TsinferConverter_RF2.py

-calculate RF distance between simulated and estimated trees. Outputs results to a file

RentPlusPipeLine.sh

-Subpipeline used to run the Co-estimation program Rent+

CreateRentPlusCmdLine.py

-Create bash script with commands to run Rent+ for all simulated replicates

RentPlusConverterKZ.py

-Runs Rent+ on all simulated replicates

RentPlusSolutionPipeLine.sh

-Subpipeline used to calculate RF distance for Rent+

KendallColijnPrep.py

-Create subfiles setting up calculation of simulated and estimated trees for Rent+

RentPlus_RF.r

-calculate RF distance between simulated and estimated trees. Outputs results to a file

CreateResultsRentPlus.py

-collect result of RF distances and output into a structured file for each replicate.

ResultsToCSV.py

-Collects output of RF distances for all replicates and converts the data into a single CSV file

 

2.)

Maximum Likelihood Tree Estimation can be run with:

./FastTreeScript.sh

 

The script contains variables which need to be set: paths to programs (FastTree), directories (code, data), and simulation parameters.

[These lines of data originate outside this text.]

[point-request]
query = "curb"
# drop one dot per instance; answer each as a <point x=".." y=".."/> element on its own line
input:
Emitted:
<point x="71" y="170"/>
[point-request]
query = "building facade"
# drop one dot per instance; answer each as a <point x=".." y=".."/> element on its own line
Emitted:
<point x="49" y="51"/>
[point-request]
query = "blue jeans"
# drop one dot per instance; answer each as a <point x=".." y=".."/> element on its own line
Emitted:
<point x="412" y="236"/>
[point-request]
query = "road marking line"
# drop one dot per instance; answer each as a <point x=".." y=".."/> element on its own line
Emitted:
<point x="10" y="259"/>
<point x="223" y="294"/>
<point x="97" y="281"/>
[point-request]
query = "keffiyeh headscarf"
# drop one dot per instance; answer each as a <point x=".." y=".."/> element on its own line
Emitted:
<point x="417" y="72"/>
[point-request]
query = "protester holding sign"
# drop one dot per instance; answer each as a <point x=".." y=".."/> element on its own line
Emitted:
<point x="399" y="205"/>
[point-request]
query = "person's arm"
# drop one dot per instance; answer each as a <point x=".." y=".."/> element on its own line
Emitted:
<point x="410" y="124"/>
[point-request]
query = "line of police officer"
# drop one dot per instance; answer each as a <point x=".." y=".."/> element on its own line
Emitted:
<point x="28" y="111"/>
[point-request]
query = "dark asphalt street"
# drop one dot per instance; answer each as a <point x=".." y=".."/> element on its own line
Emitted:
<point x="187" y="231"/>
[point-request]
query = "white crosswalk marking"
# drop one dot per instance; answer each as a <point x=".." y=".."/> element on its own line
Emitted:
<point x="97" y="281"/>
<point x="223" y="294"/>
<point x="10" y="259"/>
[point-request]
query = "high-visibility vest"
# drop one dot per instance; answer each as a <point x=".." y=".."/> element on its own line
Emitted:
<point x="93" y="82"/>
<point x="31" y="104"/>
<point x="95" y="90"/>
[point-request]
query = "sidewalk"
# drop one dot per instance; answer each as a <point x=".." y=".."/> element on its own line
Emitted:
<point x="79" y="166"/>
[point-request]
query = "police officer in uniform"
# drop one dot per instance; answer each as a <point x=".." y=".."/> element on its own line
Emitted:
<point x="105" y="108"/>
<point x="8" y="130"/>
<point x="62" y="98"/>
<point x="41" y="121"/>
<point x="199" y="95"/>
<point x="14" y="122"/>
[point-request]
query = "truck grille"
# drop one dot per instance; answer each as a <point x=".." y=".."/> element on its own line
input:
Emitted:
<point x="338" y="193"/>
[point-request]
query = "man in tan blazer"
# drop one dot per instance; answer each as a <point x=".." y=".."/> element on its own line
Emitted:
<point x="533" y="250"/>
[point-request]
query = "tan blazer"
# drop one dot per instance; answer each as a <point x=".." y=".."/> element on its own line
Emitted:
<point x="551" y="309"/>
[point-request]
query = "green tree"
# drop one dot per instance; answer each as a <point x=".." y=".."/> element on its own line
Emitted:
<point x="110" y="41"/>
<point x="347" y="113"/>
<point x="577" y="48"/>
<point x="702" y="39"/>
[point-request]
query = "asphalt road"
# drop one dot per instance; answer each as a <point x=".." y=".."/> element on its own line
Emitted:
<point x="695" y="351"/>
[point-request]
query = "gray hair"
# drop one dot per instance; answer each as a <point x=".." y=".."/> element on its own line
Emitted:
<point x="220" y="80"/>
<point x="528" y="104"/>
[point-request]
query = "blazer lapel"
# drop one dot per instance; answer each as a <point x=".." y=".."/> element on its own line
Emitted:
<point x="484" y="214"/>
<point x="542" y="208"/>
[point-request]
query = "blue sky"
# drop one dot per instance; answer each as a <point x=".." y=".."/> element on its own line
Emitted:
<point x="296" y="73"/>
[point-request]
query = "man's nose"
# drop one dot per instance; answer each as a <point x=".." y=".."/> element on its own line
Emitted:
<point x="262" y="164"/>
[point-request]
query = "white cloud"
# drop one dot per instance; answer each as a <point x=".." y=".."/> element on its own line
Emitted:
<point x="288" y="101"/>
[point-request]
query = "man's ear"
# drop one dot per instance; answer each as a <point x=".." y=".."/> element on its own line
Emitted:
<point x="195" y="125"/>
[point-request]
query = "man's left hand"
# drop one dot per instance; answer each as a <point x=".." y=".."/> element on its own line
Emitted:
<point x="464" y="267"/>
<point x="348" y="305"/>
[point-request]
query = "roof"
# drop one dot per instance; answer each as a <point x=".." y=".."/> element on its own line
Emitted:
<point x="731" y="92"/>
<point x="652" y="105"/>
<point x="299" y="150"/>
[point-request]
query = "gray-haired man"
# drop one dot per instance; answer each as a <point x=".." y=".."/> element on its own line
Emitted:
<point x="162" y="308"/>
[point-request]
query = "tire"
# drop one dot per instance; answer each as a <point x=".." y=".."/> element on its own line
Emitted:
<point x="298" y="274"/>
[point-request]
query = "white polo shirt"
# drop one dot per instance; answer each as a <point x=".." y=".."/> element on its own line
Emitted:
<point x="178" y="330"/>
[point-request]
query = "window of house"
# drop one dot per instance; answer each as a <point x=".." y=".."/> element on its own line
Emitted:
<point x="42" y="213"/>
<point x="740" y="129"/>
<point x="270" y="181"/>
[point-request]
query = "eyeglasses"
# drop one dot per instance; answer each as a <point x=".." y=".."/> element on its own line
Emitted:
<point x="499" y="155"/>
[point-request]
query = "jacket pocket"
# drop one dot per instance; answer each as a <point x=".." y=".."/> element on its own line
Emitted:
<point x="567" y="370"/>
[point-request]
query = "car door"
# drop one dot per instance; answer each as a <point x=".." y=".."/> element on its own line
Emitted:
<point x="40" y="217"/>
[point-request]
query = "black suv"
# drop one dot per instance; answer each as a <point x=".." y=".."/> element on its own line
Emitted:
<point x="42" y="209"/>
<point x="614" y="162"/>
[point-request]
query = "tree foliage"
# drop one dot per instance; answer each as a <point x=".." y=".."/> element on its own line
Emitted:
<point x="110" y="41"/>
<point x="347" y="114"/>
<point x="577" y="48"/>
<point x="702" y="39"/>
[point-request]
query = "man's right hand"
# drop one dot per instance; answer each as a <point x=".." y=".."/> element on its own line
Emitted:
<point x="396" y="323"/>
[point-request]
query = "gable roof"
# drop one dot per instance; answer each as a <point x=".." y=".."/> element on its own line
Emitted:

A CSV file representing the heatmap results will be output in the Results/ directory.

 

The specific scripts and their purpose are listed below:

FastTreeWholeEstTrue.py

-splits simulated alignments in three ways: simulated c-gens, estimated c-gens, and the whole alignment (fixed length 100,000). Runs FastTree on the subsampled alignments and calculates the RF distance between estimated and simulated trees using Rescale_RF_File.r

Rescale_RF_File.r

-Takes in two newickfiles and calculates RF distance between them

FastTreeResultsWTE.py

-Collects the RF results file names and put the names in one file

ResultsToCSV_WTE.py

-Converts the RF results files into a CSV file for plotting

FastTreeScriptCmdLine.py

-Creates a bash script that runs all other Fixed Lengths on simulated data (312,625,1250,2500,5000,10000) using FastTreeScript.py

FastTreeScript.py

-Runs FastTree on a given interval Fixed Length intervals

IqtreeProcessFT_InputFile_RF.py

-Calculates RF distances for Fixed Length estimated trees

RF_File.r

-Takes in two newickfiles and calculates RF distance between them

ResultsToCSV2.py

-Converts the RF results files into a CSV file for plotting

 

3.)

A general Plotting script:

PlotHeatMap.py

 

Line 21 contains the lstFiles variable, which contains the CSV files to plot.